As usual, worth a gander. I worry that we’re morphing. Here’s his statement about whom to supoport this November:
Tavis: Do you think that President George W. Bush deserves to be reelected?
Hitchens: [sighs] Well, it’s a tough call for me. I wasn’t-I certainly wasn’t for his election the first time round. I didn’t want Albert Gore, either, and I’m glad it wasn’t Gore, by the way. One has to face that fact. I must say I’m a bit of a single issue voter on this. I want to be absolutely certain that there’s a national security team that wakes up every morning wondering how to take the war to the enemy. I don’t have that confidence about any of the Democratic candidates, but I think that a Kerry-Edwards ticket would be made up of people who have shown that they are serious on this point, yeah. So I’m not dogmatically for the reelection of the President, but I’m for applying that test as a voter.
I’m pretty close to that. But my other two big concerns are the fiscal future and civil rights. I’ll try and support whichever candidate seems to me to be more credible on righting our fiscal ship in the near and distant future. And, of course, no self-respecting gay person will be able to support president Bush if he wages war on the most basic civil right by the most devastating means possible: a constitutional amendment.

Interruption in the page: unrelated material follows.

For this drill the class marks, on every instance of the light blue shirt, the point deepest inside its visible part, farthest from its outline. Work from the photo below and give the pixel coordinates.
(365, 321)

RAMESH ASKS: If I believe that marriage is a basic civil right for all, why don’t I support or want the Supreme Court to rule so? Good question. I’m running to catch a plane but my brief answer is: I don’t believe people’s basic civil rights should be up to a majority vote. That’s why we have courts at all – to check majority tyranny. (When was the last time you heard a conservative worry about democratic tyranny?) I do believe in the process of debate, winning over the public, and doing this legislatively if at all possible – because it makes the reform more stable. I don’t think I can be accused of not living up to this. I’ve never filed a suit in my life. My work has been entirely in the sphere of public debate. I’ve written reams on this, including one early and critical book on the subject, and one anthology, where I published the arguments of my opponents! I’ve debated in TV studios and colleges across the country, literally hundreds of times. I’ve lost many readers because I have become a crashing bore on the subject. So obviously, I’d be thrilled if the country now suddenly agreed with me and passed laws in every state to allow gays to wed. But that’s not how these things happen. It takes time. In a mere fifteen years, we’ve clearly made enormous progress. We have marriage in three countries – Holland, Belgium and Canada. We’ve moved public opinion dramatically in our direction. The younger generation gets it entirely. But courts have a role. I don’t believe courts should never do anything but rubber-stamp majority decisions. I think the argument for equal marriage rights is so constitutionally strong it will take a federal constitutional amendment to deny gays their rights. I suspect the religious right agrees. So we now have to see if the general public finds gay couples such a threat to their life that they will write discrimination against them in the Constitution. I have to hope and pray they won’t. But I cannot be dismayed when courts include gay people as equal citizens in this republic. That’s their job. And it’s their constitutional duty.